Best Fit Equation D12159
1. **Problem Statement:**
Given data points with variables $X$, $Y$, and function values $Z$, we want to find the best fit equation for $Z$ as a function of $X$ and $Y$. We will consider four types of models: linear, quadratic, cubic, and exponential. We will discard up to 15% of the most extreme outliers to improve the fit.
2. **Data Cleaning (Outlier Removal):**
- Calculate residuals or errors from an initial fit (e.g., linear).

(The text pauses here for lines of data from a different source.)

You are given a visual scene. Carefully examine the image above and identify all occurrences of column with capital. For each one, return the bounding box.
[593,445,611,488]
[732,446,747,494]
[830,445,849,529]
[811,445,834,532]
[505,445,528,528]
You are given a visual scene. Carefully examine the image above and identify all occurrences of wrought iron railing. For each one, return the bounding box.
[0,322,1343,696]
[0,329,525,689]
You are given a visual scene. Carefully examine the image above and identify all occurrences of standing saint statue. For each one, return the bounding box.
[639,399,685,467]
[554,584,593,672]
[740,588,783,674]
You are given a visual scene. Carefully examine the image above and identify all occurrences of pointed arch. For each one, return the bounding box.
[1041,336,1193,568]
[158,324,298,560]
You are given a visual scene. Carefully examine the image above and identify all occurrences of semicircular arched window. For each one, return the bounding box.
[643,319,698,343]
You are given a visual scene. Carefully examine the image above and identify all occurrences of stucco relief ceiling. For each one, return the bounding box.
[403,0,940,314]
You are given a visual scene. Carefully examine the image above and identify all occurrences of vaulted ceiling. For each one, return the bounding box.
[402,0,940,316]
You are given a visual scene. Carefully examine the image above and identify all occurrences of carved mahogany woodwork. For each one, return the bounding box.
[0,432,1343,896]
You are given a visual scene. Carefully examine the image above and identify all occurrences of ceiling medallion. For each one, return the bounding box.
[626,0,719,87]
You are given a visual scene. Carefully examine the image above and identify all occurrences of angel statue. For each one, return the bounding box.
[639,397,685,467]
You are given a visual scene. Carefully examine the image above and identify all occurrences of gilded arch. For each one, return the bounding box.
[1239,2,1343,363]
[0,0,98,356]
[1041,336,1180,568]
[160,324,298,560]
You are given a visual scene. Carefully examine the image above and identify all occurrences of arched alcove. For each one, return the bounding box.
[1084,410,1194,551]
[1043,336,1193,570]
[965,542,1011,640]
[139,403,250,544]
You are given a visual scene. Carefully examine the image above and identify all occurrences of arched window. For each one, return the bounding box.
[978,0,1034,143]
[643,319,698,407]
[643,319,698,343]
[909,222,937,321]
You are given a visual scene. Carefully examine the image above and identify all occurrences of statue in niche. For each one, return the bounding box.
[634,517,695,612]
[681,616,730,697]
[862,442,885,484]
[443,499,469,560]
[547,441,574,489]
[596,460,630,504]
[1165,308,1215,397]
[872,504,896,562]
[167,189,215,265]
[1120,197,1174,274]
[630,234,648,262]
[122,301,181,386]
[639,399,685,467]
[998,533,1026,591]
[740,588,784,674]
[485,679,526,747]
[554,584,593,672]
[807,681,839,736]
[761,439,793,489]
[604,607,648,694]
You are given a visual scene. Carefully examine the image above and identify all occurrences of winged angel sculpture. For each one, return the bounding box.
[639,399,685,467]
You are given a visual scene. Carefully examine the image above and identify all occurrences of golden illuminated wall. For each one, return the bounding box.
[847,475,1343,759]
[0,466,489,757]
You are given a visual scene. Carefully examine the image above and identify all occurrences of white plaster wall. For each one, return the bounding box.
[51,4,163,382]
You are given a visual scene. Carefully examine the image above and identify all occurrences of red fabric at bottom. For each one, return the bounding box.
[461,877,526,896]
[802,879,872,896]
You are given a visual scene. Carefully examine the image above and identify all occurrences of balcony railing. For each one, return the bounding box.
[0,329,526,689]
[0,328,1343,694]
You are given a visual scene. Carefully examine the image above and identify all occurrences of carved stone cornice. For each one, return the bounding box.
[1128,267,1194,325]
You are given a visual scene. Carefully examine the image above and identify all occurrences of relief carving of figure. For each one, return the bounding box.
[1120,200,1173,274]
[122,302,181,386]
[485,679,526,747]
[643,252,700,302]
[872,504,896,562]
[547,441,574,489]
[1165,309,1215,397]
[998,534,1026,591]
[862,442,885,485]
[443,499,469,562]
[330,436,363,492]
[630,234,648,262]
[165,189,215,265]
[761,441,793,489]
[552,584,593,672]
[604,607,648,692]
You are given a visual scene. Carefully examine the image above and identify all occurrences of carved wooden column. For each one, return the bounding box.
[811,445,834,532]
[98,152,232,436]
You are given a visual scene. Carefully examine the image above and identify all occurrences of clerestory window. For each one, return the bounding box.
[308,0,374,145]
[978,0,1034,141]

- Identify the top 15% of points with the largest residuals.
- Remove these points to reduce the influence of outliers.
3. **Model Forms:**
- Linear: $$Z = aX + bY + c$$
- Quadratic: $$Z = aX^2 + bY^2 + cXY + dX + eY + f$$
- Cubic: $$Z = aX^3 + bY^3 + cX^2Y + dXY^2 + eX^2 + fY^2 + gXY + hX + iY + j$$
- Exponential: $$Z = A e^{(aX + bY)}$$
4. **Fitting Procedure:**
- Use least squares regression for linear, quadratic, and cubic models.
- For exponential, take natural logarithm: $$\ln(Z) = \ln(A) + aX + bY$$ and fit linearly.
5. **Steps:**
- Fit initial linear model to all data.
- Compute residuals and remove top 15% largest residual points.
- Fit all four models to cleaned data.
- Calculate coefficient of determination $R^2$ for each model to assess fit quality.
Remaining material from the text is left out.